The street appears to have officially opened as a thoroughfare around 1793 with development starting from the northern end and stretching towards Palace Row (the north side of Parnell Square) over time. The majority of the original Georgian houses on the street are still in existence and were constructed mostly from 1790 to 1810. Most are 2- or 3-bay with 4 storeys over a raised basement. The smaller houses near the junction with Hardwicke Street were constructed a few years later around 1820-30 and are 3 storeys over basement, with ground floors at footpath level. Usually, a few houses were constructed together at a time, normally in pairs as less capital was required. Numbers 8 and 9 were built as a pair in 1805, 30 and 31 as a pair also around 1805, 2-5 were built around 1810 as a quartet and 6 and 7 as a pair around 1817.

===19th century===
By the mid-19th century, many of the houses on the street were being used as solicitors' offices.

An Stad (Irish for 'The Stop') was founded on North Frederick Street in Dublin in the late 19th century by Cathal McGarvey, author of the traditional Irish song Star of the County Down, as a meeting place for nationalists and Irish language enthusiasts. The activities that took place at An Stad included early morning pro-Independence rallies, Irish language storytelling and even reviews in Irish of works of art.

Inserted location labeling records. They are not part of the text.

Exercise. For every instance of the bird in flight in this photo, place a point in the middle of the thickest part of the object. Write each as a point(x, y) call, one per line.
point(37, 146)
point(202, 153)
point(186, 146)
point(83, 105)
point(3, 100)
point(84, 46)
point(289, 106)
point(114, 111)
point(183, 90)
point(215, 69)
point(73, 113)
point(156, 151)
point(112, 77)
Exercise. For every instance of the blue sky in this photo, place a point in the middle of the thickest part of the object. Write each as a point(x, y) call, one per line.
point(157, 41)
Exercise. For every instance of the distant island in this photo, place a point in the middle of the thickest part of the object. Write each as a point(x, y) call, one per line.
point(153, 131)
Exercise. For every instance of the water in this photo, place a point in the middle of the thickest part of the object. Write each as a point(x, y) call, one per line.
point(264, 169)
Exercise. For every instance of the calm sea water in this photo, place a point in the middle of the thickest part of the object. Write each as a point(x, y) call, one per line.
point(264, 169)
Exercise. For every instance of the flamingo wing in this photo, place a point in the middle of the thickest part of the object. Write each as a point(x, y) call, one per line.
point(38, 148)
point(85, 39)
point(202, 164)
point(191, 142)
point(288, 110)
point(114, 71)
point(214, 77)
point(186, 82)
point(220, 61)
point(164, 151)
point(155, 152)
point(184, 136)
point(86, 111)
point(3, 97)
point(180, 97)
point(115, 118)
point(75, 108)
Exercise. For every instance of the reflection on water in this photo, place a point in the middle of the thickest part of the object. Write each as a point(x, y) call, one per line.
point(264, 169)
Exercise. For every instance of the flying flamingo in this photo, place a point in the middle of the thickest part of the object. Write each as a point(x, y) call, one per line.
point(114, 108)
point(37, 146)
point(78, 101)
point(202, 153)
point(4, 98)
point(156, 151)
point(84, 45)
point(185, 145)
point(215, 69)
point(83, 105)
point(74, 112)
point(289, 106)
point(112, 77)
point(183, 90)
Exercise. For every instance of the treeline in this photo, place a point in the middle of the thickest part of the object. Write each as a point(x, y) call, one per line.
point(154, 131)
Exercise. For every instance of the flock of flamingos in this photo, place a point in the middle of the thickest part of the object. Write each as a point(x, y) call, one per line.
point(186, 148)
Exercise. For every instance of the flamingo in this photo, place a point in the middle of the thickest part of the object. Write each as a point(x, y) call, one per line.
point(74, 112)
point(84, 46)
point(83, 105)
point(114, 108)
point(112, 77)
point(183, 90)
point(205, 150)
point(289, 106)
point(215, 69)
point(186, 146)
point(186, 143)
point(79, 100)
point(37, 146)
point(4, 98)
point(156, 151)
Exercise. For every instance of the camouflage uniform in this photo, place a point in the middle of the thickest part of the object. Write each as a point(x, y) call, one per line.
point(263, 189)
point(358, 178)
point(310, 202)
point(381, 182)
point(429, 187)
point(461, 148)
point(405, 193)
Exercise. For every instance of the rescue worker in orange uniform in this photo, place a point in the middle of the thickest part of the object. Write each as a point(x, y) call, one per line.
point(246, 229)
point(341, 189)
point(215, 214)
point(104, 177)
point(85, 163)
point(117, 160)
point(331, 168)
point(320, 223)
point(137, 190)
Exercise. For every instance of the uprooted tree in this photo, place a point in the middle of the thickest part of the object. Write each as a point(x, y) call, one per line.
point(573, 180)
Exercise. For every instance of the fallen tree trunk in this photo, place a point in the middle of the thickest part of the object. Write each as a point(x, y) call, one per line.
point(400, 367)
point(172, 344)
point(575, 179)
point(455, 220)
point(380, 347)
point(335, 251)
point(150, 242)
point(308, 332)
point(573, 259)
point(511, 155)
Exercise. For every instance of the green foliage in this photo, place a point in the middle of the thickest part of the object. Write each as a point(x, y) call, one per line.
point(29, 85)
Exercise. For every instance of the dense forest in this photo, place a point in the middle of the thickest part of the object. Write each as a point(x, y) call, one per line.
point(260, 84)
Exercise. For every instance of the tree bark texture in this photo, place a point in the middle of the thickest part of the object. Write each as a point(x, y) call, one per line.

Harry Clarke was born on the street in 1889 where his family had a stained glass business and he later had his studios on the street and lived in a flat at number 33.

===20th century===
24-27 North Frederick Street were demolished and a 1980s office block was ultimately constructed in their place. The office was initially leased by Eircom from 1981 while from 1999 the lease was taken over by the Office of Public Works.

As of 2024, all of the remaining original Georgian houses on the street are listed as protected structures by Dublin City Council.